They finally did on Wednesday night — but added a twist.
Both Showalter, 56, and executive vice president Dan Duquette, 54, have agreed to contract extensions that will run through the 2018 season — meaning, theoretically, they will be together for six more seasons.
The duo teamed to produce a 93-win Orioles club that made the postseason for the first time since 1997 and beat the Texas Rangers in a one-game wild-card playoff before losing to the New York Yankees in a five-game American League Division Series.
“These are two highly accomplished, experienced baseball veterans who, in short order, have brought winning baseball back to Baltimore. They have done a fantastic job,” said Louis Angelos, representative of club ownership and son of managing partner Peter Angelos. “It sort of felt right for everybody.”
Showalter, who signed a three-plus-year deal with the Orioles in August 2010, was heading into the final season of his contract. Duquette, who was hired in November 2011, had a three-year deal that would have expired at the end of 2014. Showalter’s extension is five years; Duquette’s is four.
“That’s what you want, that consistency,” said Orioles right fielder Nick Markakis, who has watched five managers and three top executives leave since he was drafted in 2003. “It’s tough having a revolving door and people coming in and doing their things in a different way. If you look at Buck and Dan, they have track records and backgrounds of being successful. To have them both working with you and working for the organization, it’s a big relief.”
The club, which will hold a 10 a.m. news conference Thursday at Camden Yards to address the extensions, does not release the salaries of non-player personnel. But an industry source said both Duquette and Showalter received deals that were “market to slightly above market value.”

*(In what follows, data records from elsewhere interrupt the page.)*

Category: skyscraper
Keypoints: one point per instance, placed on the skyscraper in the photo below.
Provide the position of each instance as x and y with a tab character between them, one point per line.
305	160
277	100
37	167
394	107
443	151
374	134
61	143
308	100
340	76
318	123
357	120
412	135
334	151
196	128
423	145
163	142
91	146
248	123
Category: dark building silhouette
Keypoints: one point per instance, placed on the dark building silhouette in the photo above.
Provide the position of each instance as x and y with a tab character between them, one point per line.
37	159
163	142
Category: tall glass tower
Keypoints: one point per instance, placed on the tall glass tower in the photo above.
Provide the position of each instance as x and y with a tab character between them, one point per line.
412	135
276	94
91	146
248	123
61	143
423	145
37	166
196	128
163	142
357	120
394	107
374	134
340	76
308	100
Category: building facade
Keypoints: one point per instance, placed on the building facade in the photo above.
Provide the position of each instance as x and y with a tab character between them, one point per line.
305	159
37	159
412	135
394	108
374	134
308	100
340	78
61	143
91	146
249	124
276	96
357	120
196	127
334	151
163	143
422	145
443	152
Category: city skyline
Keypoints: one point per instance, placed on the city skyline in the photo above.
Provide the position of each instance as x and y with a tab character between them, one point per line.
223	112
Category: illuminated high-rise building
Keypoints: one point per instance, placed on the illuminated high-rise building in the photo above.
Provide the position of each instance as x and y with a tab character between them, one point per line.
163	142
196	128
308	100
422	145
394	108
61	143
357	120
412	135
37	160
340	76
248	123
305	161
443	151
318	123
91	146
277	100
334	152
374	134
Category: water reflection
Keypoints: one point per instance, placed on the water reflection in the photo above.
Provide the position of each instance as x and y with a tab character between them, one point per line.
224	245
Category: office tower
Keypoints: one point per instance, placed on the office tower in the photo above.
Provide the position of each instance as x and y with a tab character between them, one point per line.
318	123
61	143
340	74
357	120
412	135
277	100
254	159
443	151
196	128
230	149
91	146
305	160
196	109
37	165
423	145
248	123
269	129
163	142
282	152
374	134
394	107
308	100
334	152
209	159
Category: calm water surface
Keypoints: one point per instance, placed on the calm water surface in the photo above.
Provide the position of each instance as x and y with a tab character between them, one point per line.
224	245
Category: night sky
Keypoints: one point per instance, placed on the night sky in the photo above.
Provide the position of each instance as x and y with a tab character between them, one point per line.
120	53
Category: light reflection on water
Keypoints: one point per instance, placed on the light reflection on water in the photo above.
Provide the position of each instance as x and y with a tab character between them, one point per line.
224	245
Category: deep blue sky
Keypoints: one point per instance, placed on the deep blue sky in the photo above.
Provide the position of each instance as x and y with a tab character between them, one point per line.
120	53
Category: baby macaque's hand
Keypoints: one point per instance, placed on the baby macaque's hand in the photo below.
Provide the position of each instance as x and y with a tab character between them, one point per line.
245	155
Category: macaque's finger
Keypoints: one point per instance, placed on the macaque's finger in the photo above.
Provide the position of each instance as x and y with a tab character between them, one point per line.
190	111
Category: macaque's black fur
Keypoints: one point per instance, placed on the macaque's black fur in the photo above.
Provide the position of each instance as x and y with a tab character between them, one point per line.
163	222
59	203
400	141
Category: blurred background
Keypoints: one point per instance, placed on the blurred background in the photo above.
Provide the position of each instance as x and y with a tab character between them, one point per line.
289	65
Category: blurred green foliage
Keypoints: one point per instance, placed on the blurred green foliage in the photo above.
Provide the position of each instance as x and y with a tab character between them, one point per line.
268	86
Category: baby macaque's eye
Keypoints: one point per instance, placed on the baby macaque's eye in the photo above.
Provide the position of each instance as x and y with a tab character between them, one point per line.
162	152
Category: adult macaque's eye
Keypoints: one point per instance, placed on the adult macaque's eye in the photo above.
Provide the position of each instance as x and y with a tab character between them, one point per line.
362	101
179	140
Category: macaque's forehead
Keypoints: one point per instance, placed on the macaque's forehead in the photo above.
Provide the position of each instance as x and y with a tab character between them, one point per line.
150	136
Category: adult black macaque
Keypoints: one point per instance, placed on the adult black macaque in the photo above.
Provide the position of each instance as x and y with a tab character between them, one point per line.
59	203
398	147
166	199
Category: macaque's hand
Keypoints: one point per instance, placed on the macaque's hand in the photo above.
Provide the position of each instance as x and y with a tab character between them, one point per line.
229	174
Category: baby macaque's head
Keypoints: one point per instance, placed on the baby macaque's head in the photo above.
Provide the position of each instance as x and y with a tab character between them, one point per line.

Showalter’s extension will put him in the top quarter of big-league managers, at an annual value that’s somewhat less than $3 million per season over the length of the deal, according to the source. He previously made approximately $1.5 million per season.
Throughout the process, Showalter has deflected discussion about the negotiations, saying he was content with his contract for 2013 and that he didn’t want to take attention away from the team and its players. Expectedly, he downplayed the news Wednesday night.
“It doesn’t change anything for me personally as far as the way I approach my job, does it?” Showalter said. “I try to grind each day like I want someone who works for me to do, and just see where it takes us. People that are always looking to their next job aren’t doing what they are supposed to be doing. I tell my coaches all the time, ‘Do the job well and in a way that you don’t have to worry about [the future].’”
This is Showalter’s fourth big league managerial job — none of the previous three lasted more than four full seasons. Before he was hired here, there were whispers that Showalter’s exacting attention to detail and lack of an “off button” eventually wears out his welcome. But that was of no concern to an organization that has had nine managers since the Angelos family took over in 1993.
“That wasn’t even a thought,” Louis Angelos said. “Baseball is a small universe of people, and sometimes people are unfairly tagged or whatever. But I think he just fit from the beginning. And it’s just a great feeling to have guys like Buck and Dan, and to just know you have the right mix of people.”
Duquette, who could not be reached for comment, was a surprise hire by the Orioles last offseason. He had been out of major league baseball since being fired by the new regime in Boston before the beginning of the Red Sox’s 2002 regular season.
But like in Boston and with the Montreal Expos, Duquette quickly had success with the Orioles, bringing in players such as Jason Hammel, Wei-Yin Chen, Miguel Gonzalez and Nate McLouth for the club’s playoff season.
“Dan has a deep knowledge of players throughout the league and the world,” Angelos said. “And he is always thinking about how to improve the team.”
Duquette has not made a big splash in the free agent market. His boldest move so far was to sign All-Star center fielder Adam Jones to a six-year, $85.5 million extension in May — the largest deal in club history.
“I’m excited to hear about Buck and Dan’s contract extensions. Knowing Buck will be our manager for many years to come makes me even more glad that I signed my contract last year,” Jones said in a statement. “We made progress in 2012, but our goal is always the World Series and this announcement is only going to help us be better in the future.”
“I think this is the best possible thing for the organization,” said Hardy, who signed a three-year extension in 2011. “Buck was big part of the reason I wanted to stay and Dan did a lot last year. And together I’m sure they’ll be able to do a lot more in the next five years.”
Wieters said he had anticipated the long-term deal for Showalter, but he was pleasantly surprised that ownership committed to both men.
“It’s something in pro sports you rarely see happen. And, speaking from a player’s point of view, it’s something you like to see,” Wieters said. “These two signings are setting the precedent that we’re not just looking to have a couple good years, but we want to be a great franchise.
“And that’s what ownership wants to do and what the players want to do. That every year we have our sights set on a World Series and that can be a feasible goal.”